Could anyone explain me how to interpret factors and what kind of regressions I should run?

I have already calculated the factor returns as well as 6 Fama-French portfolio returns, the only problem is I do not know how to properly combine all the information and reach useful results.

Do I run regressions on SMB and HML to find whether those factors explain market movements by looking at R squared and then run regressions on 6 portfolios to see how significant the portfolio returns are?

  • $\begingroup$ If any of the answers were helpful accepting it is appreciated - Thank you $\endgroup$
    – vonjd
    Jan 13, 2017 at 16:59

3 Answers 3


The clearest hands-on explanation I have seen so far is the following:

Bernstein, W.: Rolling Your Own: Three-Factor Analysis

Everything is explained very clearly and step-by-step with Excel.

Concerning your question: The R-squared tells you how much percent are explained by the factors. The intercept is your alpha, the coefficients of the factors tell you in which direction the portfolio is tilted (e.g. HML for a value fund) and the t- and p-values tell you whether the factors are statistically significant.

As @WillGu correctly mentions you should use the data from the FF website.

Hope this helps to get you started.


I believe you have every right to "calculate" the FF factor returns, but you might just use the factors returns on their website. As you mentioned, you can regress on these factors and $R^2$ should tell you how much of the variance in your return series can be explained by FF factors.

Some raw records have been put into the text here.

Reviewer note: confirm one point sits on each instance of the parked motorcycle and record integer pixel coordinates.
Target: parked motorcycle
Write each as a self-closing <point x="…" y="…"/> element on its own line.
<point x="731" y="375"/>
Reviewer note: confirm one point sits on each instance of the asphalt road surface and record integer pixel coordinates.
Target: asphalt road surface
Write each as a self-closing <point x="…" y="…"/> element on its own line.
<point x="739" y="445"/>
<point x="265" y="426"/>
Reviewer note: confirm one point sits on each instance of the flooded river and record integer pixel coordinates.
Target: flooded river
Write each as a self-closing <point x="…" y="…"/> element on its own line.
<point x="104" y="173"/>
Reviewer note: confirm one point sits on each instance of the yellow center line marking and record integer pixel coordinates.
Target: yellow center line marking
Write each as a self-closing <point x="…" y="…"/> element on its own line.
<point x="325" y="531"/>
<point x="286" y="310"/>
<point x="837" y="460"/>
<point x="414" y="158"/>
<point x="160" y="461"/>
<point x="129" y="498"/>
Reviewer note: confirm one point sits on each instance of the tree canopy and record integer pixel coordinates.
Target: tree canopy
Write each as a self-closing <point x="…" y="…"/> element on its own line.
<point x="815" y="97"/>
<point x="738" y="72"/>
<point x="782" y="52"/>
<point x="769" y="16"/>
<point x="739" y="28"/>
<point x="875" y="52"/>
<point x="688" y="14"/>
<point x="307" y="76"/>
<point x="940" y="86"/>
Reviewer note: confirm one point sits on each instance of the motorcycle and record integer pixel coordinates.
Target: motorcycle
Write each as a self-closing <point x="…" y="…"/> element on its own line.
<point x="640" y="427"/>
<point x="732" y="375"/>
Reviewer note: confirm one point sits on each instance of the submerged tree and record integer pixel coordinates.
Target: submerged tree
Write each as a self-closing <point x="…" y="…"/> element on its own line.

I'm not quite sure what goal you are trying to achieve, but one use case would be something like "alpha research". If these factors are represented by available products in the market, you might just subtract their contributions from your returns series and focus on the residuals.

On the other hand, running regression on the 6 portfolios (returns also available on their website among others) shows how much of your return variance can be explained by the 6-portfolio returns. The only usefulness of this kind of analysis IMHO is to see what existing portfolio does your return series mostly look like.


The Fama French SMB and HML portfolios represent the Size premium and the Value premium respectively observed in the equity markets.

Its not clear what your intention is but here's what I would suggest

  1. Take the return series of your portfolio, align it with the factor returns of the SMB and HML portfolios which you can download from Kenneth French's website as pointed by @WillGu

  2. Run a multiple regression of your portfolio returns vs HML and SMB with an intercept.

  3. Observe the coefficients on SMB, HML and also the intercept as well as their t-stats (p-values)

  4. Observe the R-squared

  5. Here is one interpretation

    • If you observe high R-squared and significant coefficients, this would mean a large percentage of your returns are explained by SMB and HML.

    • In addition, if you observe a significant and nonzero intercept - it would mean your portfolio returns are also being explained by factors outside of SMB and HML.